Complex Christ book cover

The Complex Christ, by Kester Brewin

This week I’ve been re-reading a book by Kester Brewin of The Vaux Community in London, England, The Complex Christ: Signs of Emergence in the Urban Church.

I want to share a few thoughts from the chapter on “Gift.” These are direct quotes from the book. I encourage you to purchase the book from Amazon.com by clicking on the book cover to the left. I cannot say that I am in total agreement with all that he writes in this book, but once again, it has impacted my life and ministry.

Christ began his journey to embrace the city in the desert, where he rejected the crude transactionalism of those who would tempt him to seek devotees through stunts and bread. He turned away from a style of ministry that tried either to get people to exchange their commitment for the meeting of their material needs, or wow them into belief through displays of power and magic. Christ did this because he had dedicated himself to a new way, to a conjunctive approach to the city. . .

However it is clear that, despite resisting these trades, there was some kind of transaction occurring in Christ’s ministry, just as there is in the Church’s ministry today. Something is given, and something is received. It is vital that we, like Christ, get the nature of this exchange right, for we risk ending up as another product to buy or sensation to seek unless we do… a conjunctive approach to faith must re-evaluate the Church’s modes of exchange, and … central to our critique of consumerism must be the rediscovery of the transaction of gift. (p. 117)

At a basic level then, we might reflect on the extent to which our practices in church function as commodity or gift. . . We must clearly be careful about our gift practices in the context of faith, and ensure that we get the distinction between appropriate commodity transaction and appropriate gift transaction.

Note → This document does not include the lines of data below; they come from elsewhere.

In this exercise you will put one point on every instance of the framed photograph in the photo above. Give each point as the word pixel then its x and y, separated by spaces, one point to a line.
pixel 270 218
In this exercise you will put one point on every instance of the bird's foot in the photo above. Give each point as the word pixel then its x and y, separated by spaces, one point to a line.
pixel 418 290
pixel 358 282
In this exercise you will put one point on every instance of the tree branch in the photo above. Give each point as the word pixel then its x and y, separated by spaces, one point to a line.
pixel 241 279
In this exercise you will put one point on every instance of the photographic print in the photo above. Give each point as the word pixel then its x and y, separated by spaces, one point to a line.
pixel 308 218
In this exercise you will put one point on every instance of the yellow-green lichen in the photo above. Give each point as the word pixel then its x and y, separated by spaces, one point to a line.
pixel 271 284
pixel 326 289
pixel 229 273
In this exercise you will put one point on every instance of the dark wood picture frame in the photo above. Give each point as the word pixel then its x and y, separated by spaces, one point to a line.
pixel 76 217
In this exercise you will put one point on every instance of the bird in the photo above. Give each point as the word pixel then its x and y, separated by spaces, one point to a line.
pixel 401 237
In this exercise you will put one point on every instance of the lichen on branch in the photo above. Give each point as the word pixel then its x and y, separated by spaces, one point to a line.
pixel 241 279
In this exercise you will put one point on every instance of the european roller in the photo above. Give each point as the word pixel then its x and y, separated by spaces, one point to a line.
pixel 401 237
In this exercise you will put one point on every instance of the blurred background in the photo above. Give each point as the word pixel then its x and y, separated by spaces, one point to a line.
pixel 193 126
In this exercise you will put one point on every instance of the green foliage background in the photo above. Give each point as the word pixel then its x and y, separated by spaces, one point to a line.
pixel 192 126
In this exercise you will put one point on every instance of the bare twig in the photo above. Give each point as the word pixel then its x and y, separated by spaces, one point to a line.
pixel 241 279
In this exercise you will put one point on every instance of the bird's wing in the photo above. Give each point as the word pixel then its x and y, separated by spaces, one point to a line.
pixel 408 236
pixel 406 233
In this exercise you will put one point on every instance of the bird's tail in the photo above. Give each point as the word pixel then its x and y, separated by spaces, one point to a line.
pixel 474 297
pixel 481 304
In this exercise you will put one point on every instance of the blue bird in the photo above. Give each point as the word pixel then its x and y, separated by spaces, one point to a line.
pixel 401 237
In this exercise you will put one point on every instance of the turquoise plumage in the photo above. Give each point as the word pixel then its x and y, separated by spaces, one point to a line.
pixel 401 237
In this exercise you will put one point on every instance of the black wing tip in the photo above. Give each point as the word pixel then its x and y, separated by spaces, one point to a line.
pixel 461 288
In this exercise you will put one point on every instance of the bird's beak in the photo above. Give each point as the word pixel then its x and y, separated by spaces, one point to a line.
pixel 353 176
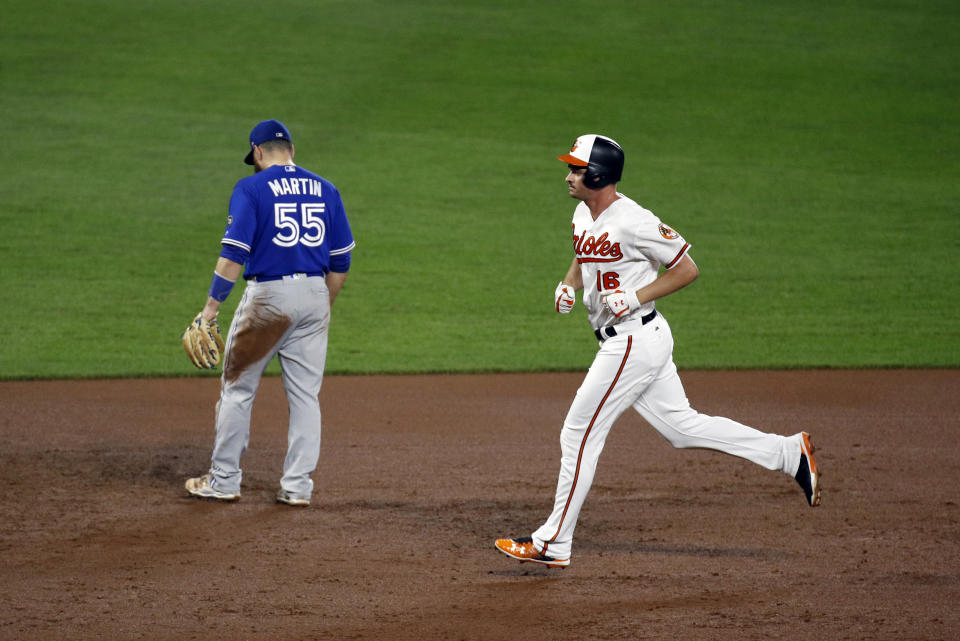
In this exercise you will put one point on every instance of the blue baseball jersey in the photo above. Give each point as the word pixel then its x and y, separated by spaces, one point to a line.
pixel 285 220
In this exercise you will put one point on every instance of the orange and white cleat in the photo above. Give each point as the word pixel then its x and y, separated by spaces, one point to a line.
pixel 525 551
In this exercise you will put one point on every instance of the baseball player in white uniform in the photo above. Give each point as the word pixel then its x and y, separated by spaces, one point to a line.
pixel 620 249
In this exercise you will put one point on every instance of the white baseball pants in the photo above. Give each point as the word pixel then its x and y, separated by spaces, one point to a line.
pixel 636 369
pixel 289 318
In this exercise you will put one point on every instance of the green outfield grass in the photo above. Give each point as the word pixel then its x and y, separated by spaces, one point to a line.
pixel 810 152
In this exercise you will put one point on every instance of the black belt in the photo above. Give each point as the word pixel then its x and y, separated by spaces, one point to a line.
pixel 266 279
pixel 603 333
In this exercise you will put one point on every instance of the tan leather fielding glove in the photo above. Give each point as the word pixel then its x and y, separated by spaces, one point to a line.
pixel 203 343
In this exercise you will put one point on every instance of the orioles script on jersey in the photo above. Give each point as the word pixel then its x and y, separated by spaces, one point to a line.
pixel 596 250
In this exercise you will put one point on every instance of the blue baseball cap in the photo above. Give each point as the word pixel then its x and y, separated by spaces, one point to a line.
pixel 264 131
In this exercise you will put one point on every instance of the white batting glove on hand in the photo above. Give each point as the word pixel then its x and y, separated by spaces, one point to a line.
pixel 564 298
pixel 620 302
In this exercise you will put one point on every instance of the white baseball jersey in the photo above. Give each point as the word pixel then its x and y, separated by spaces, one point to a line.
pixel 623 248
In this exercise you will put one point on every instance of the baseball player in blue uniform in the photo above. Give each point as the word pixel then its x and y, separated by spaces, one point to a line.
pixel 287 233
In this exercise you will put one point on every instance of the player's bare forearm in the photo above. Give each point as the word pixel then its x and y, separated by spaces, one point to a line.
pixel 227 269
pixel 681 275
pixel 335 283
pixel 574 278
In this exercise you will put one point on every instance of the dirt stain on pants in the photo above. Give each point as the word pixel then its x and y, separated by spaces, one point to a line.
pixel 258 333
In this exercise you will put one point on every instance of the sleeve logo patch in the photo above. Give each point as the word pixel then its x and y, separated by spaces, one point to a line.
pixel 668 233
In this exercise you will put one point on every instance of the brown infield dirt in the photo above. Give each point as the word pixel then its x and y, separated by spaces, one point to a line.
pixel 419 474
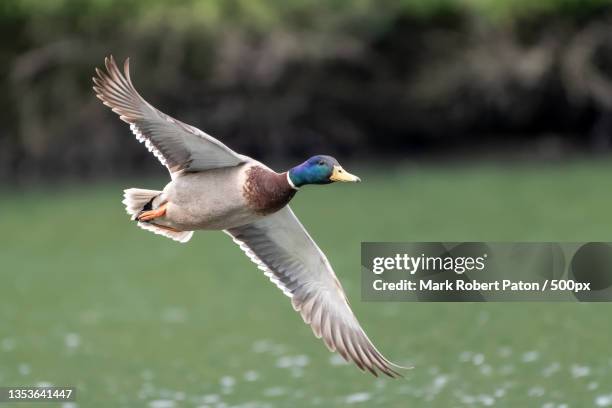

To blur the line between the two is likely to cause all sorts of problems and lead to allegations of manipulation. (p. 120)

… if worship is a gift, then it is absolutely not about what I am looking to get out of it, but what I am looking to give. Churches must steer clear of ‘selling worship’, as if it could be re-marketed and rebranded through some surface pick-and-mix of popular culture. Who am I to come to worship the Almighty and expect to get something? Yet that’s what most of us do,, turning up tired from the week’s work and busy weekend, needing our batteries recharging, looking for a bit of a power-pack from God or to be caught up in some holy moment. (p. 121)

Churches must aspire to become centres of gift exchange in the broadest sense. They should provide hanging spaces for artists, venues for music of all types, forums for discussions and debates, classes for expectant mothers… whatever gifts there are in the local community, the church should be the place where these gifts can be exchanged or shared. I reiterate: this is not just about services of ‘Christian’ activities. This is about engaging with the local environment and having open boundaries. It is about refusing to see this as infection, but encouraging it as cross-fertilization. It is about declaring our interdependence with the locality we find ourselves in. (p. 128)

My thoughts:

As an artist, as a musician and as a minister of the gospel, my spirit resonates with these thoughts on gift. I believe that too often the church has commercialized its worship, offered assistance to the community with strings attached, or has had a ‘patriarchal’ attitude toward the people groups in the community.

The church must allow people to bring their gifts and share them at all levels of ministry, with no string attached, with no profit expectations, with no analysis to see how many new worship attendees or church members have resulted from the ministry attendance and response.

Jesus wants to reunite us with God because he loves us and longs for an intimate relationship with us. If we are to love others as Jesus loves us, we too must offer such a loving relationship as a gift, without any function or expectation.